= Backbiting =

Secret slander

1868 allegory of backbiting based on Psalms, "the wicked bend their bow, they make ready their arrow upon the string, that they may privily shoot at the upright in heart" (11:2) and "their tongue a sharp sword" (57:4)"

Backbiting or tale-bearing is to slander someone in their absence — to bite them behind their back. Originally, backbiting referred to an unsporting attack from the rear in the blood sport of bearbaiting.

==Causes==
Backbiting may occur as a form of release after a confrontation. By insulting the opposing person, the backbiter diminishes them and, by doing so, restores their own self-esteem. A bond may also be established with the confidante if they are receptive to the hostile comment. Such gossip is common in human society as people seek to divert blame and establish their place in the dominance hierarchy. But the backbiting may be perceived as a form of delinquent behaviour due to an inferiority complex.

==Religious views==
In most major religions, backbiting is considered a sin. Leaders of the Baháʼí Faith condemned it as the worst of sins as it destroyed the 'life of the soul' and provoked divine wrath. In Buddhism, backbiting goes against the ideal of right speech. Saint Thomas Aquinas classified it as a mortal sin, given that, as with other mortal sins, the act attains its perfection, that is, the act is committed with full knowledge and full consent of the will. Islam considers ghibah, or backbiting, to be a major sin and the Qur'an compares it to the abhorrent act of eating the flesh of one's dead brother. Additionally, it is not permissible for one to keep quiet and listen to backbiting. In Judaism, backbiting is known as hotzaat shem ra (spreading a bad name) and is considered a severe sin.

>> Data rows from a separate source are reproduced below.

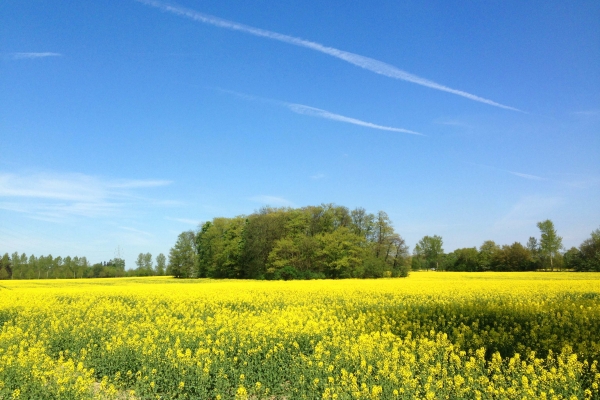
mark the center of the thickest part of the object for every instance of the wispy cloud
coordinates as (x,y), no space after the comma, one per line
(317,112)
(519,174)
(128,229)
(185,220)
(527,176)
(54,197)
(587,113)
(367,63)
(22,56)
(320,113)
(272,200)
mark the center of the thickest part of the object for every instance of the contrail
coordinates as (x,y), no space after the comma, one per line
(19,56)
(319,113)
(379,67)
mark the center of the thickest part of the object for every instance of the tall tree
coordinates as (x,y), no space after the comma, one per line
(431,248)
(550,243)
(161,264)
(487,254)
(182,257)
(590,252)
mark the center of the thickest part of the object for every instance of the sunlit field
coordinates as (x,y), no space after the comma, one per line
(432,335)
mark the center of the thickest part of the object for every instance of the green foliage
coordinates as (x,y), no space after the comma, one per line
(182,257)
(316,241)
(550,243)
(430,250)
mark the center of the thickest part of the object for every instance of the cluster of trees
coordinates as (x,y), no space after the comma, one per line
(542,254)
(20,266)
(325,241)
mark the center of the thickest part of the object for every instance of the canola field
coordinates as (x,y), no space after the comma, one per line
(433,335)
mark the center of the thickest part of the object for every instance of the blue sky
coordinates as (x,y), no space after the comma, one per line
(125,123)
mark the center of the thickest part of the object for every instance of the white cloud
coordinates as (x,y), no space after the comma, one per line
(527,176)
(126,228)
(53,197)
(185,221)
(367,63)
(319,113)
(21,56)
(519,174)
(272,201)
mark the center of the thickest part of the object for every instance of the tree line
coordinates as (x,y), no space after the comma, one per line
(21,266)
(325,241)
(330,241)
(546,253)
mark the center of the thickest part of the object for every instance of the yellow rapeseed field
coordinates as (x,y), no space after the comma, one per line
(433,335)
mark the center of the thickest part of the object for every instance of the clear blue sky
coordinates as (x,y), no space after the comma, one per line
(124,123)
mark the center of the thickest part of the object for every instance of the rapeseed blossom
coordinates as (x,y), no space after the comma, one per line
(432,336)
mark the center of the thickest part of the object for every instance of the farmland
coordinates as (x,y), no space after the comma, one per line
(432,335)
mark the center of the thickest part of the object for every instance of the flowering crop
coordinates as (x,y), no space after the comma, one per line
(434,335)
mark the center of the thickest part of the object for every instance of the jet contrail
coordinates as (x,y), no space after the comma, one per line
(367,63)
(19,56)
(317,112)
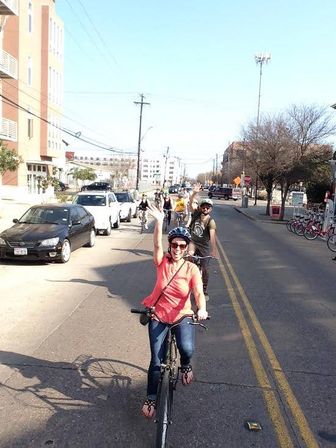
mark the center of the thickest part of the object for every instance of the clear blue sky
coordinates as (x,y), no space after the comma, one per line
(194,61)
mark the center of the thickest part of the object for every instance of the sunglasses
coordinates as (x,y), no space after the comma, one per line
(182,246)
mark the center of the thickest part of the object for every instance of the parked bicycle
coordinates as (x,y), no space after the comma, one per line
(179,218)
(165,220)
(169,374)
(199,261)
(331,242)
(143,220)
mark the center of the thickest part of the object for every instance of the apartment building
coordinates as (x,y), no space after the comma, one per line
(118,168)
(31,87)
(157,170)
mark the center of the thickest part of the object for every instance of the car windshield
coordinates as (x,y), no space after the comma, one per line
(93,200)
(43,215)
(122,197)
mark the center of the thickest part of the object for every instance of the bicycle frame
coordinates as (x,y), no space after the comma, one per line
(179,217)
(169,374)
(143,220)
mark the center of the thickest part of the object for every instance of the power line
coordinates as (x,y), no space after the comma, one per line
(97,32)
(53,109)
(142,103)
(86,31)
(66,131)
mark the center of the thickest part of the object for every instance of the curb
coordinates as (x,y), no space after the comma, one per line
(266,221)
(245,214)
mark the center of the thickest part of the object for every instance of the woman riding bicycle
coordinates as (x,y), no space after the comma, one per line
(143,208)
(171,304)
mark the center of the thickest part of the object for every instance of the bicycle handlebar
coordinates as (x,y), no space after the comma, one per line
(198,257)
(150,311)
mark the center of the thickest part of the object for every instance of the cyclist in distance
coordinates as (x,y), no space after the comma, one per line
(171,303)
(203,233)
(143,207)
(157,197)
(168,206)
(180,207)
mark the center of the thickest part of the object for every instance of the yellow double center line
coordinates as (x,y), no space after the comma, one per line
(270,397)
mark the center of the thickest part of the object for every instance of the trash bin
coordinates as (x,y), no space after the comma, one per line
(245,201)
(275,211)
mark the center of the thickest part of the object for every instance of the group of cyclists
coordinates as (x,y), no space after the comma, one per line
(181,207)
(177,278)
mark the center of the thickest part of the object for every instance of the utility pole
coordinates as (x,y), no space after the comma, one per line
(142,103)
(260,58)
(165,171)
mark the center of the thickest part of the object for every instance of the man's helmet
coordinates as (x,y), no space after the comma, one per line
(206,201)
(179,232)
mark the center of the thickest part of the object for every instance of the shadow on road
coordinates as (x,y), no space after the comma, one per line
(90,402)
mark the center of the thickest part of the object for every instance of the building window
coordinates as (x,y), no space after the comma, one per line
(30,128)
(29,73)
(30,17)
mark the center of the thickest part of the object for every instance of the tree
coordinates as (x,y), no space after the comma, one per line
(309,127)
(267,151)
(289,148)
(9,160)
(84,174)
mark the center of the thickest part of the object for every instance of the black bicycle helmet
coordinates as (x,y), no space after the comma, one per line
(179,232)
(206,201)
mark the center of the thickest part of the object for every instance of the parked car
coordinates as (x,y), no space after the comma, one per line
(128,206)
(174,189)
(48,232)
(105,186)
(221,193)
(103,205)
(61,186)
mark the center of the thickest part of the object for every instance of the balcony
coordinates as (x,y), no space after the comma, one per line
(9,7)
(8,130)
(8,65)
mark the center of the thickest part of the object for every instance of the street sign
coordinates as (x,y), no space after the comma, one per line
(236,180)
(297,198)
(247,180)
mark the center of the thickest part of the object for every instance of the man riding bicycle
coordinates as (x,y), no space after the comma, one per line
(180,209)
(203,234)
(143,208)
(167,207)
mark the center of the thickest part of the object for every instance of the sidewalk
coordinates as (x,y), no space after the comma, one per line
(258,212)
(10,209)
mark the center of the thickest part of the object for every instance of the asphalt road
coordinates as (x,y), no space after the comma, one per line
(73,359)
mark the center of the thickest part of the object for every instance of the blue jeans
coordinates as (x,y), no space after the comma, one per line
(185,340)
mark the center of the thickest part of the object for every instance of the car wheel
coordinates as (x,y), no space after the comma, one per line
(109,228)
(92,239)
(65,251)
(117,223)
(129,217)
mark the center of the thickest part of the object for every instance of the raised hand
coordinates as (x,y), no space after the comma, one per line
(197,188)
(156,212)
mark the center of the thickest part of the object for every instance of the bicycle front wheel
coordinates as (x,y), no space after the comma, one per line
(163,407)
(331,243)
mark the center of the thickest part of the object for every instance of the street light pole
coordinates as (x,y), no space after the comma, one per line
(165,169)
(260,58)
(139,138)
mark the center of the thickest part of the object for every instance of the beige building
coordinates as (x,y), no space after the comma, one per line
(31,85)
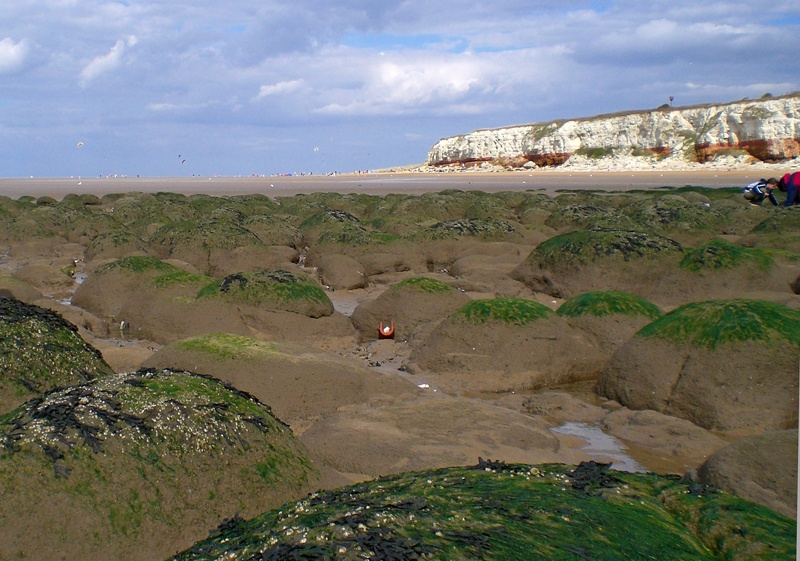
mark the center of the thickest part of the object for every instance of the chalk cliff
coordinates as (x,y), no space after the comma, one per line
(767,129)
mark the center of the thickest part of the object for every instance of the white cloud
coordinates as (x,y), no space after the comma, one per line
(279,88)
(12,55)
(105,63)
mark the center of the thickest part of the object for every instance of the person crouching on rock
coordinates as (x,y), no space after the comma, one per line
(757,191)
(790,184)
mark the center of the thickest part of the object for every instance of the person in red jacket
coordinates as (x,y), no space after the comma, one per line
(790,184)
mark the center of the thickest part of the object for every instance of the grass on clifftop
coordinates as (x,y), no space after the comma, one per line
(608,302)
(503,512)
(718,322)
(718,254)
(516,311)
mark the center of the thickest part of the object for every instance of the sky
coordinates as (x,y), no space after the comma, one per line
(195,87)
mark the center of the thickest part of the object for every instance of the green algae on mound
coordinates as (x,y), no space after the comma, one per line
(258,287)
(509,512)
(608,302)
(585,246)
(40,350)
(423,284)
(483,228)
(718,322)
(138,264)
(516,311)
(718,254)
(146,450)
(181,277)
(225,346)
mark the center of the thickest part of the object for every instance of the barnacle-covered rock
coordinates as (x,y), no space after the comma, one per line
(131,466)
(40,351)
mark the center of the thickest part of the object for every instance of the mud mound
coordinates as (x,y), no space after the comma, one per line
(510,511)
(608,303)
(674,216)
(159,455)
(337,227)
(300,384)
(410,303)
(762,469)
(341,272)
(725,364)
(272,230)
(40,351)
(487,229)
(568,264)
(206,244)
(272,290)
(430,432)
(584,217)
(116,245)
(719,254)
(505,344)
(610,317)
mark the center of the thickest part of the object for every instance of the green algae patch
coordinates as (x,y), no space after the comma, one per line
(139,264)
(280,289)
(608,302)
(483,228)
(720,322)
(586,246)
(515,311)
(226,346)
(39,351)
(131,454)
(341,227)
(589,216)
(423,284)
(181,278)
(502,512)
(718,254)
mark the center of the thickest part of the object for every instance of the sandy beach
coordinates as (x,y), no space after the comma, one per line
(548,182)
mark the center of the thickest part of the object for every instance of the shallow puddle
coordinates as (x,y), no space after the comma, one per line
(605,447)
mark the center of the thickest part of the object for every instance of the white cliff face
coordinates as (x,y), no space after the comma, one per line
(768,129)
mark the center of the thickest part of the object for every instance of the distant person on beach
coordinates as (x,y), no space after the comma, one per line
(790,184)
(757,191)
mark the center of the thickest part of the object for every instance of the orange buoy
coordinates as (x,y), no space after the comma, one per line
(385,331)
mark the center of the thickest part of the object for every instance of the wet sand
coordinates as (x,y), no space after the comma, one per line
(549,182)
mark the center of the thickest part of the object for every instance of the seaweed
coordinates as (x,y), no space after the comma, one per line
(423,284)
(608,302)
(515,311)
(510,512)
(724,322)
(718,254)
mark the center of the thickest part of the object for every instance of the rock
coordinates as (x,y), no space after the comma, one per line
(410,304)
(764,129)
(760,468)
(728,365)
(676,440)
(505,344)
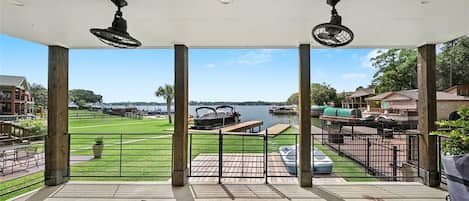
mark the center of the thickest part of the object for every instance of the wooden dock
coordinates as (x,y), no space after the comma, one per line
(243,126)
(276,129)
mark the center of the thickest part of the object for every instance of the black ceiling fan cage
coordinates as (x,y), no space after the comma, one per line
(117,35)
(333,33)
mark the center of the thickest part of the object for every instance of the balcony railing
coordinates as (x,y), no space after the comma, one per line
(23,162)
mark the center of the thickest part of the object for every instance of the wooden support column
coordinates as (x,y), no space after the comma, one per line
(427,113)
(180,171)
(13,101)
(305,174)
(57,143)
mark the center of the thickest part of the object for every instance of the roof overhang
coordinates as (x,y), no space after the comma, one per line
(241,24)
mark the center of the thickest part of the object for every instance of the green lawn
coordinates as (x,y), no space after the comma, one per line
(146,150)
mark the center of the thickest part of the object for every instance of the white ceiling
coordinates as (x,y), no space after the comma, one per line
(241,24)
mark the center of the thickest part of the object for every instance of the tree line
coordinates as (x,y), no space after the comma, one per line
(397,70)
(78,96)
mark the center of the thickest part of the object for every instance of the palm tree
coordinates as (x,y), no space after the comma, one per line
(167,92)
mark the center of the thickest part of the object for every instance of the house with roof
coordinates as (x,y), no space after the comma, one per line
(402,105)
(15,96)
(460,90)
(357,98)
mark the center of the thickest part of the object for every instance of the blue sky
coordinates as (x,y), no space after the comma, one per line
(214,74)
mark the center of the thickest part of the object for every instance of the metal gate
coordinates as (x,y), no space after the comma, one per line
(237,155)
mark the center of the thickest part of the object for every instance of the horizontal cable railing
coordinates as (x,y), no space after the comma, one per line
(440,143)
(120,155)
(252,155)
(384,157)
(21,165)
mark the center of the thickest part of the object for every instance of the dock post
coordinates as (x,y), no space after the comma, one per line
(180,136)
(305,173)
(220,156)
(266,155)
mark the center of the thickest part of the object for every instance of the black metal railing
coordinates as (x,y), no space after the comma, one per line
(440,143)
(369,157)
(238,155)
(22,160)
(124,155)
(383,157)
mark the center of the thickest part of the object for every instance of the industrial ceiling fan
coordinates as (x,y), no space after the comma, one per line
(117,35)
(333,33)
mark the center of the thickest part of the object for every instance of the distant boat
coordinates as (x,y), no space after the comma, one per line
(282,110)
(215,117)
(317,111)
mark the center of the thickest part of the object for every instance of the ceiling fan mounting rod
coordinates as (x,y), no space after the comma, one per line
(332,2)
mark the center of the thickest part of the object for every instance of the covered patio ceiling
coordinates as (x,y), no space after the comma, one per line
(241,24)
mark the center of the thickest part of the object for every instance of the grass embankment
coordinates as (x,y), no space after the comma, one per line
(147,148)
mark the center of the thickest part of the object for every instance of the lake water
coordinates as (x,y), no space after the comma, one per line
(248,112)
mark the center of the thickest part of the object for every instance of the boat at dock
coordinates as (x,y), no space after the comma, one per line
(317,111)
(208,118)
(283,110)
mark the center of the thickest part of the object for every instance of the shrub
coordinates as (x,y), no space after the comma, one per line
(458,138)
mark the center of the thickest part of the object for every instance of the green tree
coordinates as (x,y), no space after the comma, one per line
(322,94)
(396,70)
(453,63)
(293,99)
(82,96)
(39,94)
(167,92)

In the 19th century, Charlotte Elizabeth wrote an account of backbiting for the moral education of children in places such as Sunday school.

==Notable examples==
In the Book of Numbers, the elder siblings of Moses – Miriam and Aaron – talk against him together. God is angered and punishes Miriam with leprosy.

Gordon Brown notoriously spoke of Gillian Duffy as being a "sort of bigoted woman" after conversing with her pleasantly during his 2010 election campaign. This remark was made to his staff as he was driving away but was picked up by a live microphone. This incident caused him great embarrassment and he returned to apologise, declaring that he was a "penitent sinner."